# MET OPERA top 20



## ldiat (Jan 27, 2016)

from face book HD met opera........ "Here are the 20 top finishers in the Met Opera Live in HD Fans poll, based on votes by 162 members. Each opera is followed by its rank, if any, in the BBC poll of 172 singers in (), followed by the opera that had that position in the BBC list in [].
20. Cosi Fan Tutte (-) [Die Walküre]
19. Turandot (-) [Giulio Cesare]
18. Lucia di Lammermoor (-) [Falstaff]
17. Norma (-) [L'Orfeo]
16. Die Zauberflöte (-) [Die Meistersinger]
15. Carmen (-) [Don Carlos]
14. Rigoletto (-) [Jenůfa]
13. Otello (9) [Eugene Onegin]
12. Eugene Onegin (13) [La Traviata]
11. Der Rosenkavalier (3) [Pelléas et Mélisande]
10. Parsifal (-) [Tristan und Isolde]
9. Tristan und Isolde (10) [Otello]
8. Die Meistersinger (16) [Don Giovanni]
7. Der Ring (-) [L'incoronazione di Poppea]
6. La Bohème (2) [Tosca]
5. Don Carlos (15) [Peter Grimes]
4. Tosca (6) [Wozzeck]
3. Le nozze di Figaro (1) [Der Rosenkavalier]
2. Don Giovanni (8) [La Bohème]
1. La Traviata (12) [Le nozze di Figaro]
There were five ties, all resolved chronologically: Figaro/Tosca, Tristan/Parsifal, Onegin/Otello, Rigoletto/Carmen, Zauberflöte/Norma. There is a substantial ambiguity in the matter of the Ring-- apparently the BBC poll didn't allow votes for the Ring as a whole, and some voters weren't sure what to do about it. If all votes for portions of the Ring were counted as Ring votes, the Ring would be in fourth place, tied with Figaro and Tosca. (I couldn't count as a valid vote the gentleman who simply voted for Der Ring-- that's either four operas or one, not three!) Traviata and Don Giovanni were clear winners, well ahead of the competition.
Nearest runners-up, in order from 21 on: Aida, Butterfly, Barber, Troyens, Falstaff (18), Die Frau, Poppea (7), Salome.


----------



## nina foresti (Mar 11, 2014)

I've seen a list similar to this before. Except for Butterfly being so low down the list, that sounds about right. 
My _Mefistofele_ will never make it but it's #1 with me.


----------



## Meyerbeer Smith (Mar 25, 2016)

Why's _Turandot_ so low? Zeffirelli's production is extraordinary. It may not be what China is today, but it's the China one imagines.


----------



## mountmccabe (May 1, 2013)

The poll wasn't specifically about productions at the Met. Though, now that you mention it, every opera on that list has been included in at least one Live in HD season since 2010-11:

20. Cosi Fan Tutte 2013-14*
19. Turandot 2015-16
18. Lucia di Lammermoor 2010-11
17. Norma - 2017-18
16. Die Zauberflöte 2017-18
15. Carmen 2014-15
14. Rigoletto 2012-13
13. Otello 2015-16
12. Eugene Onegin 2016-17
11. Der Rosenkavalier 2016-17
10. Parsifal 2012-13
9. Tristan und Isolde 2016-17
8. Die Meistersinger 2014-15
7. Der Ring 2010-11 & 2011-12
6. La Bohème 2013-14*
5. Don Carlos 2010-11
4. Tosca 2013-14*
3. Le nozze di Figaro 2014-15
2. Don Giovanni 2016-17
1. La Traviata 2016-17

I have only listed the last season the opera was seen. I marked an asterisk by the three operas that are still to come in this season. And it should be noted that in 2010-11 the Met did _Don Carlo_, though I believe this poll counted both as the same.

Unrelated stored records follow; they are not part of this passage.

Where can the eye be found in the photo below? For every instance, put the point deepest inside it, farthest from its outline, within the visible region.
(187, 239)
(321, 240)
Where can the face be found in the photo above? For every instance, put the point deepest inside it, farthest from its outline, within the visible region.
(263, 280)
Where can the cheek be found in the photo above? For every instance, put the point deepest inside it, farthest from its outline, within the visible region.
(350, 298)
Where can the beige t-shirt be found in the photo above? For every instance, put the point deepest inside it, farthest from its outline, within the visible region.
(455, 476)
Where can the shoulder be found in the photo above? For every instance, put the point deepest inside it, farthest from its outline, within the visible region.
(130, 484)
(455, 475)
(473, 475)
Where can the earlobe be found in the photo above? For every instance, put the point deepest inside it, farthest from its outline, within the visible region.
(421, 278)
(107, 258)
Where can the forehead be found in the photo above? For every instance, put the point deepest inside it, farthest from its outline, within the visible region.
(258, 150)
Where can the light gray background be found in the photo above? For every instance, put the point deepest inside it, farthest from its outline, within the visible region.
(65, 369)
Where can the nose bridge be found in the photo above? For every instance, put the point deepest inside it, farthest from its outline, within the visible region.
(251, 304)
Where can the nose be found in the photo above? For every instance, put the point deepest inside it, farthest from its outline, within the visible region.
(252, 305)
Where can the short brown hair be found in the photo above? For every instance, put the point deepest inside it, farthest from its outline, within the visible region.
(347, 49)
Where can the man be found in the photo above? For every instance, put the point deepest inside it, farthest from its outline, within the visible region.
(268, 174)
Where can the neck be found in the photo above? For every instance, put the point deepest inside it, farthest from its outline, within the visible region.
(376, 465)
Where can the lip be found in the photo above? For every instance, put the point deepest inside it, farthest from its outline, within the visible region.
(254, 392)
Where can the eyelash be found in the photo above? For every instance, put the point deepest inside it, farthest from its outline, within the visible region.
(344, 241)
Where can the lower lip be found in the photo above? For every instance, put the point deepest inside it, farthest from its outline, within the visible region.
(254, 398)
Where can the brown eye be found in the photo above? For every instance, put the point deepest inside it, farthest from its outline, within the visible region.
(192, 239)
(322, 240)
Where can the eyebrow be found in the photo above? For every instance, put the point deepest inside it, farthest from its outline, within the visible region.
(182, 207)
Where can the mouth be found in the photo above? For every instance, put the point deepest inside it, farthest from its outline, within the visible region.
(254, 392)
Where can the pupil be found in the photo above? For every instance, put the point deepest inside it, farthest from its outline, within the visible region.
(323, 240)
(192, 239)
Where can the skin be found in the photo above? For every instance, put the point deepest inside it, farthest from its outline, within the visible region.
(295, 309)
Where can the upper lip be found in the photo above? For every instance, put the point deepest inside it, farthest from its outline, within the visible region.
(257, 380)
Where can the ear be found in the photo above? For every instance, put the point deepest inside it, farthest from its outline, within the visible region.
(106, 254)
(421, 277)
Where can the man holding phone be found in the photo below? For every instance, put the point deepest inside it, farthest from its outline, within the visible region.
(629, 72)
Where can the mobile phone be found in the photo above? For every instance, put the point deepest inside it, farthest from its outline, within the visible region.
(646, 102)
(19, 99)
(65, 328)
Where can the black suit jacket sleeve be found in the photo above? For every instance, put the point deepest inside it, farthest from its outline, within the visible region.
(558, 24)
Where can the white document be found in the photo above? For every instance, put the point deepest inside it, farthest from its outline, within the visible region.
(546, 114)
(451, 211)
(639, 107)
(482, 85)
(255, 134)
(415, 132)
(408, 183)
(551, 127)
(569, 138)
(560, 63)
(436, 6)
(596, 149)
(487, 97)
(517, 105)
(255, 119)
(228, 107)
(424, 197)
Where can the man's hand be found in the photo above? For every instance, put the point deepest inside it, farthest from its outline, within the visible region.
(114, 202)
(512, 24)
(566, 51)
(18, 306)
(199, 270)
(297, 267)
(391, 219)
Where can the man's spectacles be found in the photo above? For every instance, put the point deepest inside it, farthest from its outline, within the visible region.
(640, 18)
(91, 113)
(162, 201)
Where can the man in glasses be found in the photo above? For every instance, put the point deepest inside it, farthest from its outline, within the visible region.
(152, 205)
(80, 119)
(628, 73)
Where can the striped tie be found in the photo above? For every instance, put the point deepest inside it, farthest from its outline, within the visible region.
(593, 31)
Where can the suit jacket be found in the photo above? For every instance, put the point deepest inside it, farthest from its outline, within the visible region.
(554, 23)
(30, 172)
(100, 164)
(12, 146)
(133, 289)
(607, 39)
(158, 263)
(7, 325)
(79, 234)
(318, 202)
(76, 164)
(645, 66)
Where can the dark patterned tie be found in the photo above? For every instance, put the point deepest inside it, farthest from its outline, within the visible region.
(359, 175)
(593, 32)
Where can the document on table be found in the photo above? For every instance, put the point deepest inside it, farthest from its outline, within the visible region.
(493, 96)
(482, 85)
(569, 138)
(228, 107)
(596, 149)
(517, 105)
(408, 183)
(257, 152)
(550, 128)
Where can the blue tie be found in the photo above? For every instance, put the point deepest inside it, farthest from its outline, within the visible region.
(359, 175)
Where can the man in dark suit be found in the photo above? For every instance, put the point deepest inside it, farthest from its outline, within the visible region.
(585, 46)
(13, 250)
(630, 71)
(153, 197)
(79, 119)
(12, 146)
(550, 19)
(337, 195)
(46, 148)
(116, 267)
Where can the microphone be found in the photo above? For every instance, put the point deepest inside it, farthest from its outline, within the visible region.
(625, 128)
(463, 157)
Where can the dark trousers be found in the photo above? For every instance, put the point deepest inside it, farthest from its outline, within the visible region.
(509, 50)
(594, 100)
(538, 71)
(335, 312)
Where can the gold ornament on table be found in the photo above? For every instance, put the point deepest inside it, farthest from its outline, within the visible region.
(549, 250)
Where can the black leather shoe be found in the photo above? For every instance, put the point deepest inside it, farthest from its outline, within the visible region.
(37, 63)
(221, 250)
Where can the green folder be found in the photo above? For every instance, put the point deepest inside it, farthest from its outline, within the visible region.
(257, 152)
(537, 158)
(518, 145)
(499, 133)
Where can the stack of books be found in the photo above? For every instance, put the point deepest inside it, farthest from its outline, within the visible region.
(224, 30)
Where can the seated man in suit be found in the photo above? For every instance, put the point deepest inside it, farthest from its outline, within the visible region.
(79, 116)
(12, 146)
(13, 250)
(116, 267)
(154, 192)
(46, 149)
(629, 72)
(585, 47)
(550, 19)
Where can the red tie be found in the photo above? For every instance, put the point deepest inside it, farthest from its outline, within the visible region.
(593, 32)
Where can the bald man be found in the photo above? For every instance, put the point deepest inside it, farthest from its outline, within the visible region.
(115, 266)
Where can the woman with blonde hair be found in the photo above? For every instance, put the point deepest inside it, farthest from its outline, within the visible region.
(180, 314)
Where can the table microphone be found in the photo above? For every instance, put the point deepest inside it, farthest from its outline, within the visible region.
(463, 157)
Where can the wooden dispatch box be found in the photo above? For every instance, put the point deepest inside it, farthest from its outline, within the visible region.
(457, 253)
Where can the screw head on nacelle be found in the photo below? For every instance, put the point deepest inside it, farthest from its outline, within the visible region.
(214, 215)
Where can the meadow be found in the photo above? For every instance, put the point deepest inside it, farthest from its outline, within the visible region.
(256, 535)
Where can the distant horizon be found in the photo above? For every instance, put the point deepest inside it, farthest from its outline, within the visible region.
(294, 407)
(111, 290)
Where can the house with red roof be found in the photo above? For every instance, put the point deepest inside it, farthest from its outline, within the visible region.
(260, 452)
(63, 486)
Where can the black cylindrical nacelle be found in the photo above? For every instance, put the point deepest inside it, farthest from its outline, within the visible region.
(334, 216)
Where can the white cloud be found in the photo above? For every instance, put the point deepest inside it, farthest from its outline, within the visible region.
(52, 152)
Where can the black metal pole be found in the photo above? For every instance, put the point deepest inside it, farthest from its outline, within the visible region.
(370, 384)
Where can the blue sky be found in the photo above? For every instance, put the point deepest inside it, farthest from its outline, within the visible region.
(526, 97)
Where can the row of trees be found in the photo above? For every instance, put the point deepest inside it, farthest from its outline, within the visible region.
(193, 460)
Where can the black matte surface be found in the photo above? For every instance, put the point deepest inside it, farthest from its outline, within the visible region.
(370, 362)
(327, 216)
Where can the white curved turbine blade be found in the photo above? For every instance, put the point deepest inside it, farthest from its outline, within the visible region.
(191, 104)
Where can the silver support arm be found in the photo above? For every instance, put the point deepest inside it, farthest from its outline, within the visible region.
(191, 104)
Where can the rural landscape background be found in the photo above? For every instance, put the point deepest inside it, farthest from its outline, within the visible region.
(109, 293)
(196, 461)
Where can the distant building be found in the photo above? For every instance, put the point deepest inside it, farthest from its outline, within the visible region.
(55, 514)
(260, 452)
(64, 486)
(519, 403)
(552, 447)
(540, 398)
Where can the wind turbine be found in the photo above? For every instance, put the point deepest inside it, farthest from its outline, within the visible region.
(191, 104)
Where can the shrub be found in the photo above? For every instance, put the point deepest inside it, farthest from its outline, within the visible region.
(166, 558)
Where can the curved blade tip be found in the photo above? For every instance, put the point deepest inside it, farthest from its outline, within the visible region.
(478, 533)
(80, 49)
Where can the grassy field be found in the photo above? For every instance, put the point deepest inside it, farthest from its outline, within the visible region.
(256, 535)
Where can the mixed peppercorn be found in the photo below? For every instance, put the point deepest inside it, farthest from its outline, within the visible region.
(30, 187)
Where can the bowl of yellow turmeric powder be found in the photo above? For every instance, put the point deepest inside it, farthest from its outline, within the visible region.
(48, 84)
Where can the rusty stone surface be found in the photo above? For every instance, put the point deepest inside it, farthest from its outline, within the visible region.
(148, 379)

Of course this doesn't mean that everyone in the group was thinking of what they saw from the Met, or only thought of operas that have been done at the Met. And I would expect the results from polls like this to coincide with what the Met - and other companies - promote/produce/stream. They want people to buy tickets, so they do a lot of popular operas.

Only five of the operas in the BBC poll have not seen Live in HD broadcasts: _L'Orfeo_, _Jenůfa_, _Pelléas et Mélisande_, _L'incoronazione di Poppea_, and _Wozzeck_.


----------



## mountmccabe (May 1, 2013)

It should also be noted that on the top 200 recommended operas done here, _Turandot_ was 29th. Voting was different, of course, and the focus may have been different, but the lists are similar. That top 20:



> 1. Wagner: Der Ring des Nibelungen
> 2. Mozart: Don Giovanni
> 3. Wagner: Tristan und Isolde
> 4. Mozart: Le nozze di Figaro
> ...


7, 8, and 9 are the only ones that have not had a Live in HD. These operas are also in the top 20 for the BBC poll of singers.

The five operas on the Met Live in HD group's list that were not in the top 20 of the talkclassical list were all in the top 30:
19. Turandot - talkclassical 29
18. Lucia di Lammermoor - talkclassical 25
17. Norma - talkclassical 24
12. Eugene Onegin - talkclassical 30
4. Tosca - talkclassical 27


----------